More Complex Data

Beyond CSV Files

Why Move Beyond CSV?

Real-world data comes in many forms:

  • Web data: HTML tables, JSON APIs, XML feeds
  • Real-time data: APIs that update continuously
  • Large datasets: Files too big for memory
  • Structured databases: Relational data with foreign keys

Today: Tools and techniques for handling complex data sources

Why Integrate Other Data Sources?

  1. Real-world data are rarely nicely formatted
  2. Knowing how to access and format data is crucial
  3. Much of these data are large and (continuously) updating
  4. Simple data sets like gapminder and palmerpenguins are sometimes not adequate for students to gain practical experience

Web Scraping

Web Scraping Fundamentals

Web scraping extracts data from websites programmatically

  • rvest: Core web scraping package for R
  • polite: Ethical scraping practices
  • httr2: HTTP requests and authentication (we’ll get into this with APIs)

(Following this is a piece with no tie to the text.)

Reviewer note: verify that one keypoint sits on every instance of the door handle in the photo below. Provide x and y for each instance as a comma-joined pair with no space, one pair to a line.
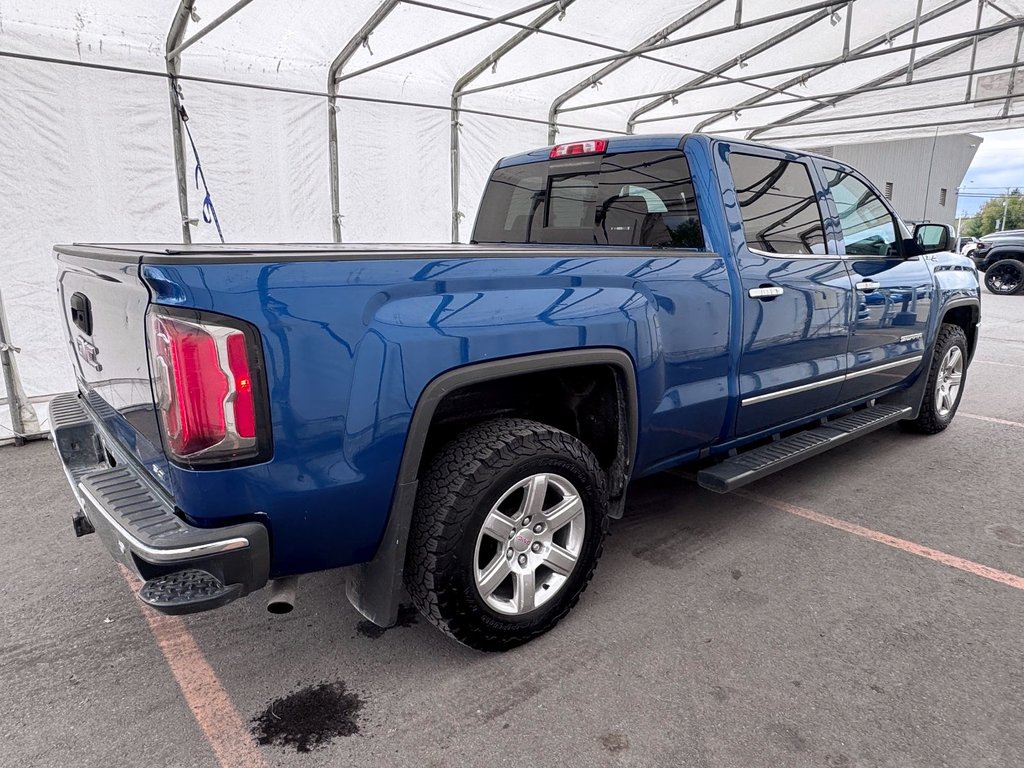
765,293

Always check robots.txt and respect rate limits!

Web Scraping Ethics: Use robots.txt checker to review the “language” of this file

Example: Google’s robot.txt

Essential Web Scraping Packages

# pak::pak(c("rvest", "polite"))
library(rvest)
library(polite)

polite ensures you:

  • Check robots.txt permissions
  • Respect rate limits automatically
  • Cache requests to avoid redundancy

Polite Web Scraping Workflow

# 1. Bow and introduce yourself
session <- bow(
  "https://example.com", 
  user_agent = "Your Name <email@example.com>"
)

# 2. Scrape politely
scraped_data <- scrape(session) %>%
  html_elements("title") %>%
  html_text()

What would you expect scraped_data to contain?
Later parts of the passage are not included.